Physician Northwestern Memorial Hospital, United States
Purpose: Packing density is a key determinant of intra-aneurysmal stasis following endovascular coiling, which in turn influences thrombus formation and long-term durability of treatment. Prior work has identified general thresholds for packing density but has not stratified outcomes by aneurysm size, coil size, or neck-to-diameter ratio. Understanding these relationships under realistic physiologic conditions has direct relevance for interventional neuroradiology.
Materials and Methods: Computational fluid dynamics (CFD) simulations were performed using patient-derived intracranial vasculature reconstructed from magnetic resonance angiography. Blood flow was modeled under physiologic pulsatile pressure and viscosity parameters. Virtual aneurysms of varying size and neck morphology were introduced, and aneurysms were “virtually” coiled at different packing densities with coils of varying diameters. Post-procedural intra-aneurysmal stasis was quantified, with >50% reduction in flow defined as a clinically meaningful threshold.
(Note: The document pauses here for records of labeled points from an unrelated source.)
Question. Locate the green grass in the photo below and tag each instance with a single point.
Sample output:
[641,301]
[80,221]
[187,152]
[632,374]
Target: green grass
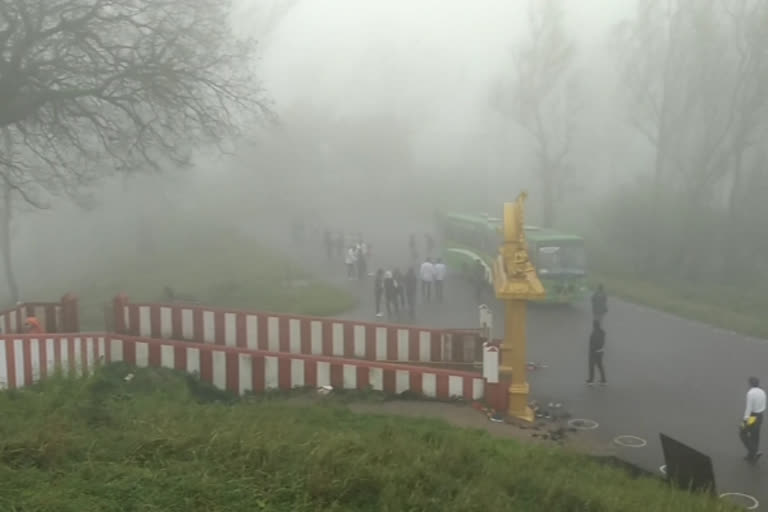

Results: Across all aneurysm models, a mean packing density of 16% was required to achieve >50% stasis. Smaller aneurysms ( < 6 mm) required higher packing densities, up to 22%, whereas larger aneurysms ( >10 mm) required as little as 12% (p < 0.0001). Coil diameter had no measurable effect on intra-aneurysmal stasis (p = 0.6383). Neck-to-diameter ratio strongly influenced outcomes: aneurysms with smaller neck-to-diameter ratios required approximately 14% packing density, while those with larger ratios required up to 30% (p = 0.0015).
Conclusion: CFD studies using physiologic parameters demonstrate that optimal packing density thresholds for achieving hemodynamic stasis vary significantly by aneurysm size and morphology, but not by coil diameter. Tailoring packing targets to aneurysm geometry under physiologic flow conditions may improve treatment durability and reduce recurrence.